Computer Systems Organization I - Prof. Grishman

Assignment #6

Write a compiler in C which will accept the statements of a simple programming language, SIMPL, and translate these into a complete, executable LC-3 assembly language program.  SIMPL has four statements, an assignment statement, while and endwhile statements, and a print statement.  The resulting program should print (write to the LC-3 screen) whatever is specified by the print statements.  For example, the program

    num = 1
    while num < 4
       square = num * num
       print num
       print square
       num = num + 1
    endwhile

should output

    num = 1
    square = 1
    num = 2
    square = 4
    num = 3
    square = 9

SIMPL Specifications (minimum requirements)

Tokens

There are five types of SIMPL tokens:  variables, reserved words, constants, operators, and punctuation.
A variable consists of 1 to 9 letters (upper or lower case).
Reserved words:  the words "while", "endwhile", and "print" are reserved and may not be used as variable names.
A (decimal) constant consists of 1 to 3 decimal digits.
There are six operators:  +, -, *, /, < and >
There is only one punctuation token, =

Statement format

Each SIMPL statement is on a separate line.
Operators and = may be preceded or followed by zero or more whitespace characters;  'while' and 'print' are followed by one or more whitespace characters.
Statements may begin and end with zero or more whitespace characters.

Expressions

An expression element is a variable or constant.
An expression is either an expression element or two expression elements separated by an operator.
The operators < and > return a negative value if the relation is true, and a positive value or zero if the relation is false.
Variables are initialized to 0.

Statements

The assignment statement has the form 'variable = expression' and assigns to variable the value of expression.
The while statement has the form 'while expression' and executes the statements up to the following 'endwhile' statement as long as expression is negative (true).  A SIMPL program can have at most one while statement.
The print statement has the form 'print variable' and prints the name and value of variable to the terminal
After the last statement in the SIMPL program has been executed, the program terminates (HALT).

Optional features

This assignment offers substantial opportunity for adding optional features for extra credit.  Some possibilities are listed here:

Suggestions for organizing the program

You may write the program any way you like, so long as the final program meets the specifications just described.  However, we offer the following suggestions to help you get started.

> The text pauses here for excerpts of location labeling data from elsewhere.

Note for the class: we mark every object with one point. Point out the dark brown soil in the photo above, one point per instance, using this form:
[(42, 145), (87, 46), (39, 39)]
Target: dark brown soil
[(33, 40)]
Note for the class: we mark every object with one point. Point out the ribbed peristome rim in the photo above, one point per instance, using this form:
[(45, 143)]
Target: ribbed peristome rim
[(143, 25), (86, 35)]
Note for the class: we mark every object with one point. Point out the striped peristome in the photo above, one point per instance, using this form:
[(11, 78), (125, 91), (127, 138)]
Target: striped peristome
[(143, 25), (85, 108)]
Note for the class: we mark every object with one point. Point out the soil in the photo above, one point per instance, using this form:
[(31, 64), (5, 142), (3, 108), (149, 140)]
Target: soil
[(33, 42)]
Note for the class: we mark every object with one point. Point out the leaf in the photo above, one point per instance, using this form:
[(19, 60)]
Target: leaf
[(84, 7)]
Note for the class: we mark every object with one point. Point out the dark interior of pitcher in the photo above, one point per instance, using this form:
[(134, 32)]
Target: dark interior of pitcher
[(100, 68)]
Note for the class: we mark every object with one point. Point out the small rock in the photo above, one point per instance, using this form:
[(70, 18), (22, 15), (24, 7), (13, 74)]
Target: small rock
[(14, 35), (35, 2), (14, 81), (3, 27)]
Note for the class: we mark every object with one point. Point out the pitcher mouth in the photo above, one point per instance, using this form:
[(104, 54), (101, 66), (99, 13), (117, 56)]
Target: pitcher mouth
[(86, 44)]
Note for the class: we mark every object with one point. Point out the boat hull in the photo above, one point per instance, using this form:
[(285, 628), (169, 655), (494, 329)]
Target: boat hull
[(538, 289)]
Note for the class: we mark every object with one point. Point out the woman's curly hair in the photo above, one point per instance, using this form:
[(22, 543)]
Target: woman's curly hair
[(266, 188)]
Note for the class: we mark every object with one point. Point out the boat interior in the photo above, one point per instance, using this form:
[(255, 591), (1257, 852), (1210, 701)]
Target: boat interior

Compilation can be done in a single pass, where the basic loop reads a line, breaks it into tokens, determines the type of statement, and generates the code accordingly.  A well-organized program should consist of a set of functions reflecting this structure (tokenize, classifyStatement, and one function to generate the code for each statement).

A general guideline in writing compilers and interpreters is that the structure of the program should parallel the structure of the language description.  One example is having a function for each statement type.  Also, because the assignment and while statements both involve arithmetic expressions;  they should both reference a common function, evaluateExpression, to generate the code to compute this value.Continuting this one step further, the expression involves one or two expression elements, so you should have a function evaluateExpressionElement.

The code will include references to variables, integer constants, and string constants (for print statements).  You should have three tables in your program which record the referenced variables and constants, and which output a series of .FILLs and .STRINGZs at the end of the program (after the HALT, before the END) for these variables and constants.  Variables should be initialized to zero (.FILL 0)

Because the code for multiplying, for dividing, and (particularly) for printing an integer is a bit long, you probably do not want to generate all the  required instructions each time.  It is more efficient to code a small run-time library with at least these three routines, and copy these routines on to the end of your generated code.   The multiply routine was done in class and is in the book;  the divide routine was done for homework.  P&P give an adequate binary to ASCII routine for signed numbers on p. 277;  you are free to copy that.  It only prints numbers in the range -999 to +999, but that is sufficient for this assignment.

As part of designing your compiler, you need to have conventions for register usage.  For example, you can decide that

Stages of implementation

To avoid leaving everything for the last minute, we have divided the project into three parts, due in (roughly) one week increments.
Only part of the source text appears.